- Release poster
- Directed by: Udhaikumar M
- Written by: Udhaikumar M
- Produced by: Vinoth Sekar; Dinakar Babu; Saravanan Marimuthu;
- Starring: Charle; Jagan Balaji; Tamizhselvam;
- Cinematography: Vishnu K Raja
- Edited by: Sivaraj
- Music by: Deepak Nandhakumar
- Production companies: Petra Studios Madras Stories Production SGC Entertainment Production Green 4 Entertainment
- Distributed by: aha
- Release date: 22 November 2024;
- Country: India
- Language: Tamil

= Lineman (2024 Tamil film) =

Indian drama film

Lineman is 2024 Indian Tamil-language drama film written and directed by M Udhai Kumar and starring Charle and Jegan Balaji with Aditi Balan in a cameo appearance.
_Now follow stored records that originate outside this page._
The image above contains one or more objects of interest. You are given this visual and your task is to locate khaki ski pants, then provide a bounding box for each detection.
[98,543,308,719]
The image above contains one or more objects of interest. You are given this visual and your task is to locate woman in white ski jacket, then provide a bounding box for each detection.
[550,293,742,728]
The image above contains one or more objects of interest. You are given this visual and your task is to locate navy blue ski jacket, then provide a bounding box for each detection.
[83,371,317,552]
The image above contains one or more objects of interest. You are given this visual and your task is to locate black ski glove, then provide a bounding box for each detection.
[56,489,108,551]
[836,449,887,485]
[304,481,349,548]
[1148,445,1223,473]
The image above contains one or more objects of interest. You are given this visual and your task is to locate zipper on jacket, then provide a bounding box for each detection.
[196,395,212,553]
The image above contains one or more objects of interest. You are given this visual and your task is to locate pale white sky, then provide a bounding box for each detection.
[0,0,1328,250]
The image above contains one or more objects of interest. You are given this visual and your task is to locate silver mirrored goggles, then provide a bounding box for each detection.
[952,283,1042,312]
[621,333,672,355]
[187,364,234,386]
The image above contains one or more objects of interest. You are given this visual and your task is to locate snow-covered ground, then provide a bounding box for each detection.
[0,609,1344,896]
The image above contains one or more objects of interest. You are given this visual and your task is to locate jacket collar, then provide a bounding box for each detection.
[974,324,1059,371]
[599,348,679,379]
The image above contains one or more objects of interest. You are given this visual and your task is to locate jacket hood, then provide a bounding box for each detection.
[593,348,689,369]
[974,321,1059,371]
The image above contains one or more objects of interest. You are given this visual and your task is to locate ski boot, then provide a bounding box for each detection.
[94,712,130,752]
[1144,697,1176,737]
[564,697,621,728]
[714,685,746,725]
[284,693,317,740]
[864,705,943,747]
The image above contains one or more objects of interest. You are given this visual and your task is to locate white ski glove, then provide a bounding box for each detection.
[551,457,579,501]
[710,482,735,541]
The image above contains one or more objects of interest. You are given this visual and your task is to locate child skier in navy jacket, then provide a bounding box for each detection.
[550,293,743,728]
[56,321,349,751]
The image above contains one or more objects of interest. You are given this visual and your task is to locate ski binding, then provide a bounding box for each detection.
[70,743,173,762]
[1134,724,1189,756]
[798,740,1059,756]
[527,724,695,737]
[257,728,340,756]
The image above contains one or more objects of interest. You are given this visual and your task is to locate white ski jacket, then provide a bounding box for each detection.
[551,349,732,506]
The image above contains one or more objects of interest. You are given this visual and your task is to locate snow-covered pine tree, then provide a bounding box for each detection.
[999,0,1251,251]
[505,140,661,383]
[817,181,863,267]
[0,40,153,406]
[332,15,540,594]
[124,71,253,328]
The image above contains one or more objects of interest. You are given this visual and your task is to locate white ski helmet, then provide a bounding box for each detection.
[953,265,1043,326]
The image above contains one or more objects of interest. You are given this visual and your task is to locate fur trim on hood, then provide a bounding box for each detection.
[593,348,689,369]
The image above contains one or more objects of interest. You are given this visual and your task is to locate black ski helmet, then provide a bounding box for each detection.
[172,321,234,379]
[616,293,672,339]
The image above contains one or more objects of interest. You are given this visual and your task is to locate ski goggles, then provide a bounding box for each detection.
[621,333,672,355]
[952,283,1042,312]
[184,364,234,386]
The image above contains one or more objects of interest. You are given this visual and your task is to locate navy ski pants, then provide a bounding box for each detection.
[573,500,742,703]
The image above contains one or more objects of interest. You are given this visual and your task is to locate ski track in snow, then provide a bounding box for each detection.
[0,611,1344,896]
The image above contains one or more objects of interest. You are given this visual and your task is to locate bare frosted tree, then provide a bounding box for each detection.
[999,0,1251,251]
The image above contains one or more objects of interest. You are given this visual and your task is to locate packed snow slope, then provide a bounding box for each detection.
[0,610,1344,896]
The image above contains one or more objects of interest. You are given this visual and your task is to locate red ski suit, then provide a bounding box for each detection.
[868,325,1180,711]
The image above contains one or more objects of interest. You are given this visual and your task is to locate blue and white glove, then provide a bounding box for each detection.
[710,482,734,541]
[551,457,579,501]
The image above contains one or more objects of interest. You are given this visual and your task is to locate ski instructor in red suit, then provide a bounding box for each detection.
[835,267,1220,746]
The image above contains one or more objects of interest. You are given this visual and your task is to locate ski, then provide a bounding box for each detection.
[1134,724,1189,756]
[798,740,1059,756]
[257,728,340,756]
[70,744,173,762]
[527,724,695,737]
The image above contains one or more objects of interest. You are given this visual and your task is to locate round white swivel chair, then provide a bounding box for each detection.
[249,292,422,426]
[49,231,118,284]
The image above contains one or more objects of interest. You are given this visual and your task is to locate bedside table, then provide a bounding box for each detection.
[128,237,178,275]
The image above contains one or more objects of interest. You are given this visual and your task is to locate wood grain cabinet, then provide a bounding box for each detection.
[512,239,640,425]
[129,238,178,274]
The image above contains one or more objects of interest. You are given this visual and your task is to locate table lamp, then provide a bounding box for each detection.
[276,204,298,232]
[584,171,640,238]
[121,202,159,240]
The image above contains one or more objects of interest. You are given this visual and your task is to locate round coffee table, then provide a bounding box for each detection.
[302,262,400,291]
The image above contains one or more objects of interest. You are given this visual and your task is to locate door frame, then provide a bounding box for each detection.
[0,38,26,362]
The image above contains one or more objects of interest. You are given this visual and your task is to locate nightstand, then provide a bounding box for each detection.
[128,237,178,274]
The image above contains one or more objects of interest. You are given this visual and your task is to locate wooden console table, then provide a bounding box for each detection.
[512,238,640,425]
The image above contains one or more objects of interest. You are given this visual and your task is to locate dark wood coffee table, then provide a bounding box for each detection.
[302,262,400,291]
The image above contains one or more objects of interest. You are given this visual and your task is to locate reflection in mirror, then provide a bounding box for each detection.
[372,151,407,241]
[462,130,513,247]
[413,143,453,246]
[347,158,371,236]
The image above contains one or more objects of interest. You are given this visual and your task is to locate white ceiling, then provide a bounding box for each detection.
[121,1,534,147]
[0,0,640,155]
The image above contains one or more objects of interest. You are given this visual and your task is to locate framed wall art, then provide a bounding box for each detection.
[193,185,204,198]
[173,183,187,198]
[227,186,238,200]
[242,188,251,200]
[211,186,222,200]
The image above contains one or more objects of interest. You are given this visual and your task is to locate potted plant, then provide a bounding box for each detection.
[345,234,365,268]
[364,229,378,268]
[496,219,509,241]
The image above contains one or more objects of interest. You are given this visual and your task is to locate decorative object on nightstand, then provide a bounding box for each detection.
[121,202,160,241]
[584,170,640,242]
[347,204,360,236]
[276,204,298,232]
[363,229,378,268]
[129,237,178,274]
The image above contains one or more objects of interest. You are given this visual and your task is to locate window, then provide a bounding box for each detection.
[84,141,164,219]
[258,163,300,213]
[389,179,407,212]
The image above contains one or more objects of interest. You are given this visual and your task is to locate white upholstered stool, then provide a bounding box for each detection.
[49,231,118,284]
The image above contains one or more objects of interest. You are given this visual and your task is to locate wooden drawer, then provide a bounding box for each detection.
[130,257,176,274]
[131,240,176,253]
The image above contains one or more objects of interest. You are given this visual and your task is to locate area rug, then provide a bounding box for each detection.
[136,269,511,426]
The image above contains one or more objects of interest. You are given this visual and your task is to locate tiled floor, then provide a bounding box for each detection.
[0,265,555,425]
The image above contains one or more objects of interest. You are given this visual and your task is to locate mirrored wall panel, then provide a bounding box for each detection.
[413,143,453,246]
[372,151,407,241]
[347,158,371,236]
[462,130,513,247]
The film was produced by Vinoth Sekar and Dinakar Babu.

== Cast ==
- Charle as Subbayya
- Jagan Balaji as Senthil
- Saranya Ravichandran
- Aditi Balan as collector (cameo appearance)
- Tamizhselvam as Tamizh

== Production ==
The film was produced by Vinoth Sekar and Dinakar Babu, Saravanan Marimuthu and the technical crew consists of Vishnu K Raja as the cinematographer, Deepak Nandhakumar as the music composer, Tamizhselvam as dialogue writer,Sivaraj as the editor.

== Reception ==
Thinkal Menon of The Times of India rated the film two point five out of five and wrote that "Lineman works as a tribute to people whose talent goes unnoticed". Anusha Sundar of OTT Play rated two out of five and wrote, "Lineman is a film that has its heart in multiple places. It neither lets you understand the world the characters are set in nor has a streamlined vision." Sreejith Mullappilly of Cinema Express rated one point five out of five and stated that "Lineman has a trenchant story but little power in its storytelling". Latha Srinivasan of Hindustan Times noted that "Lineman is a well-intentioned rural social drama but it sadly remains superficial and doesn't engage you enough."